A hybrid MBR is not defined anywhere. It is an MBR that contains one protective 0xEE entry: it is protecting the blocks for the primary GPT and the EFI System partition; and it contains one or more additional entries.
Further, there is NO requirement that the MBR entries at all match up with GPT entries. In order for me to triple boot Apple hardware, I generate my own hybrid MBR using gdisk. I have a GPT with 8 entries, depending on which OS's are installed and how they're configured. I will generally make Windows the very last GPT entry. The MBR 1st partition is defined for the blocks making up *all* of the GPT first 7 partitions, with type code 0xEE, and the MBR 2nd partition defines the blocks identical to the GPT's 8th partition entry for Windows. So in the MBR, I'm only exposing the Windows blocks. I mark that bootable, because that's what Apple's EFI implementation needs to activate the CSM-BIOS to find and run the bootloader code in the first 440 bytes of the MBR.

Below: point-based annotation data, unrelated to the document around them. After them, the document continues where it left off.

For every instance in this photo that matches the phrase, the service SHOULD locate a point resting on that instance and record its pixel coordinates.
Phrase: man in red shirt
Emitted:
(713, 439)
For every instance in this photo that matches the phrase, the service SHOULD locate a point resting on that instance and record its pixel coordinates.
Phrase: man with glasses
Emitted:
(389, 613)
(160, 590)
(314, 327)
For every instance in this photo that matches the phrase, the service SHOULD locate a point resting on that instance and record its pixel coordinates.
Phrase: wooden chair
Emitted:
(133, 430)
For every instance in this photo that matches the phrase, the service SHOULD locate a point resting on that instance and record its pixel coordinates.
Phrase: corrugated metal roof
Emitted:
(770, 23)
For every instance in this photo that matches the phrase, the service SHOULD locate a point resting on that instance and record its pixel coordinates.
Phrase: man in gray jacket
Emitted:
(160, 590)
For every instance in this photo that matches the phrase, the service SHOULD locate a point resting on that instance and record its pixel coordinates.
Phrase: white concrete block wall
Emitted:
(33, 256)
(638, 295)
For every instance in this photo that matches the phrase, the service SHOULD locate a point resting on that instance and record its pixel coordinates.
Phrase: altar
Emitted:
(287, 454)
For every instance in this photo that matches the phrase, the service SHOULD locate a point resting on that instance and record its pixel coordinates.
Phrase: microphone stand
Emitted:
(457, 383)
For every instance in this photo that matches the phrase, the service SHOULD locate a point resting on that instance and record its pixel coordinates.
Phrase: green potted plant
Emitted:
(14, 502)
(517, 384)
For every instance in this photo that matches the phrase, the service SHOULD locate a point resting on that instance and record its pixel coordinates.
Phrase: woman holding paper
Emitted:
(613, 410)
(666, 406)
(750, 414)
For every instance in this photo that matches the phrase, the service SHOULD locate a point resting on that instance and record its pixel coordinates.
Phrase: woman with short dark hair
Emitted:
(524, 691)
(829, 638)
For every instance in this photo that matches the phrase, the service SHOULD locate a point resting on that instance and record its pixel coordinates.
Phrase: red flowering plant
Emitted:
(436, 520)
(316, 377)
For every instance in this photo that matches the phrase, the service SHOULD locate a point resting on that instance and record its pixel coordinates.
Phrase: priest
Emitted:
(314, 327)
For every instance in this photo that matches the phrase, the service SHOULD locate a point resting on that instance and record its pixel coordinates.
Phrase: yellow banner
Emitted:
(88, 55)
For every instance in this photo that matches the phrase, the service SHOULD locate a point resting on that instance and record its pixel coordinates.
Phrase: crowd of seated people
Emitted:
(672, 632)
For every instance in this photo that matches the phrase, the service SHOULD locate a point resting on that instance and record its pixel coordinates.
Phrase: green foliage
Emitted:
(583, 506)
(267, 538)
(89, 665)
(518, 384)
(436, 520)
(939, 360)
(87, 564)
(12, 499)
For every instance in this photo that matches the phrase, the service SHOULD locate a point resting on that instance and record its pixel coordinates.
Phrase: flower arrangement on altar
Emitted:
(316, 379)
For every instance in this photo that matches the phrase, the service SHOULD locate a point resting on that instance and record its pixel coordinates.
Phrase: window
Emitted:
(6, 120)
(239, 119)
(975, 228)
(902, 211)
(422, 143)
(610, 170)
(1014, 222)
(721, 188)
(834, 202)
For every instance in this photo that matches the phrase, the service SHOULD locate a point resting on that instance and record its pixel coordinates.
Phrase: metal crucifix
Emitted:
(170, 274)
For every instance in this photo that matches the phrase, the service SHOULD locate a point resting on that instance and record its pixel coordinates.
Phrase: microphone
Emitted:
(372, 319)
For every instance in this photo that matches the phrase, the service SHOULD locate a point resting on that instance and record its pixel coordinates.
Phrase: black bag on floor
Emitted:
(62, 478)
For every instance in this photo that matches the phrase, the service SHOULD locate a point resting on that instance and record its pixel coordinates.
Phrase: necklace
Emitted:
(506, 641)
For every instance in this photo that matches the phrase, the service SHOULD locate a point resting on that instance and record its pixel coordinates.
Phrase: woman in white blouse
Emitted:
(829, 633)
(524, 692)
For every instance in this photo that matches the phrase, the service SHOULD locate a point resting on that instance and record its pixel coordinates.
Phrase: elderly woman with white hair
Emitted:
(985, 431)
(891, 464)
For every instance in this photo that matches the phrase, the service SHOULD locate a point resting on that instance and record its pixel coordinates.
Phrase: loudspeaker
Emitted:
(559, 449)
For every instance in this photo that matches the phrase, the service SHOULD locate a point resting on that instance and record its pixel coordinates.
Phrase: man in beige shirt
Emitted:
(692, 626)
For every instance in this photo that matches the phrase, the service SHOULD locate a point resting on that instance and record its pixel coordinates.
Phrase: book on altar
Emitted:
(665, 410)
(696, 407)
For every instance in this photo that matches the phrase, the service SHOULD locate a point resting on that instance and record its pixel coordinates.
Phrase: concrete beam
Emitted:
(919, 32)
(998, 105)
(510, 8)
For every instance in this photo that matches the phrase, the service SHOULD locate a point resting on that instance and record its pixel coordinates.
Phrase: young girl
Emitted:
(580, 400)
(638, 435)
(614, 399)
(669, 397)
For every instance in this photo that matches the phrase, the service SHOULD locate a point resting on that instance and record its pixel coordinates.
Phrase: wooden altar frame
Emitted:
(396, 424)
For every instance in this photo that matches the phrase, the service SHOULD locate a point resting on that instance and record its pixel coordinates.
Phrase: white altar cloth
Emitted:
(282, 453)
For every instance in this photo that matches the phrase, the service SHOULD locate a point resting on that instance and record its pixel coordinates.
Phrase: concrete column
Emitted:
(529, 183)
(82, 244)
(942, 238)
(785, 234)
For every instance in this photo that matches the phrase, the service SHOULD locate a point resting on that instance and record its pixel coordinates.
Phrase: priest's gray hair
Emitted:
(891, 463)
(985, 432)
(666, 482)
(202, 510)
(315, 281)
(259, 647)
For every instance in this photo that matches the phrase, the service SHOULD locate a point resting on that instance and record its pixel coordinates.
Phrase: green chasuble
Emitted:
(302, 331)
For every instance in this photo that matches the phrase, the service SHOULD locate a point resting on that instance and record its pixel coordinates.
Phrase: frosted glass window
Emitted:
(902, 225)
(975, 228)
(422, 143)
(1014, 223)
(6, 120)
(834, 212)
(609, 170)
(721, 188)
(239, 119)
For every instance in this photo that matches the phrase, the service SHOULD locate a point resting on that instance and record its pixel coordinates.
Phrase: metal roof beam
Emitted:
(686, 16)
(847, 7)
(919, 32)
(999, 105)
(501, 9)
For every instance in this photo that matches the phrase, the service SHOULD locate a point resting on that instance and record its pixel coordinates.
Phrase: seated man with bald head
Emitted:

It all gets VERY confusing because different hardware treats hybrid (non-standard!) MBRs differently.
Umm, definitely not. As soon as the 0xEE entry is missing from an MBR, it is no longer a protective or hybrid MBR. It is a valid legacy MBR and the UEFI spec language fully supports treating such a disk entirely an only as an MBR disk, and the GPT is to be ignored.
And think of the reason why. When you use a legacy tool for partitioning a disk, like fdisk, that has no idea what a GPT is, what's it going to modify? Only LBA 0. It will only alter the MBR. It has no way of blanking out the primary or backup GPT, which means they will be left intact.
The only way to resolve this ambiguity fairly is to treat a disk that has a valid legacy MBR (no 0xEE entry) as strictly MBR.
Remember, the 0xEE entry starts at LBA 1. LBA 1 is the primary GPT header, and subsequent sectors contain the GPT entries themselves. If they are not protected by an MBR partition entry of 0xEE, then those sectors are NOT allocated as far as MBR aware applications/systems are and are fair game for being overwritten.